Enhanced Degradation of Oxytetracycline Hydrochloride: A Comparative Study of Adsorption and Catalytic Wet Air Oxidation Using Cuttlefish Bone/CuFe2O4 Ferrite Composites

Abstract

The direct and sequential application of adsorption and catalytic wet air oxidation (CWAO) methods was evaluated for the removal of the veterinary antibiotic oxytetracycline hydrochloride (OTC-HCl) from wastewater. Cuttlefish bone (CFB), a natural marine material, was employed as both an adsorbent and a catalyst support to synthesize the composite CuFe₂O₄/CFB material.
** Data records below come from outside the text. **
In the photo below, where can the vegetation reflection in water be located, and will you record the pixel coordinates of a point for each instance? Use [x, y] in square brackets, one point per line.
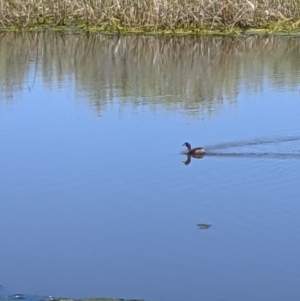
[195, 75]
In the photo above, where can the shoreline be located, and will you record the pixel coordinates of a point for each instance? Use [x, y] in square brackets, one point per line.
[153, 17]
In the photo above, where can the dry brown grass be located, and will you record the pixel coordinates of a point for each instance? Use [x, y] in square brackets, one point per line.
[150, 15]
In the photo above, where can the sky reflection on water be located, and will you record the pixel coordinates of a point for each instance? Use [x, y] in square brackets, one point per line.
[95, 199]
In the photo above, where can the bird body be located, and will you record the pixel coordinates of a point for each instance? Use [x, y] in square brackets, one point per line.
[197, 151]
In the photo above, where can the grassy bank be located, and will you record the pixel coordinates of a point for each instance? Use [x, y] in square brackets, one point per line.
[166, 16]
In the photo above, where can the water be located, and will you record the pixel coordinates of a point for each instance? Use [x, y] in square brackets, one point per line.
[95, 200]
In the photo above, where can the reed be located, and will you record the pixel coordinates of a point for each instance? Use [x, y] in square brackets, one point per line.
[174, 16]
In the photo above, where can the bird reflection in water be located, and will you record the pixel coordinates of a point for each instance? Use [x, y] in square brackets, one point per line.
[218, 150]
[189, 158]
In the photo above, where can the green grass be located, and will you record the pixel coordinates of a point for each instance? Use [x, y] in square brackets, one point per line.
[155, 16]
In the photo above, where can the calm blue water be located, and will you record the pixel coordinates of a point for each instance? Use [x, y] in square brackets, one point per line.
[97, 203]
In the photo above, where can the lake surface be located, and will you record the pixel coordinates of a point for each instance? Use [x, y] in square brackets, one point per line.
[95, 198]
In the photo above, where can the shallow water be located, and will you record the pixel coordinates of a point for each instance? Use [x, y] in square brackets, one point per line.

The optimal conditions for OTC-HCl adsorption were found to be 0.09 g/L CFB, pH 7.6, and 282 rpm, resulting in a 24% removal efficiency. The Langmuir, Freundlich, Temkin, and Dubinin-Radushkevich isotherm models were evaluated, with the Temkin isotherm identified as the most suitable. The adsorption kinetics followed a second-order kinetic model. The Weber–Morris intraparticle diffusion model suggested that both liquid film and intraparticle diffusion processes govern the adsorption kinetics. In the catalytic wet air oxidation process, a 75% removal efficiency was achieved at 0.5 g/L CuFe₂O₄/CFB, pH 4, and 100 °C. The most suitable kinetic model for describing the CWAO of OTC-HCl was found to be a two-step first-order reaction rate model. In the hybrid treatment process, CWAO was applied following adsorption, and toxicity tests indicated that no toxic by-products were generated during the sequential treatment.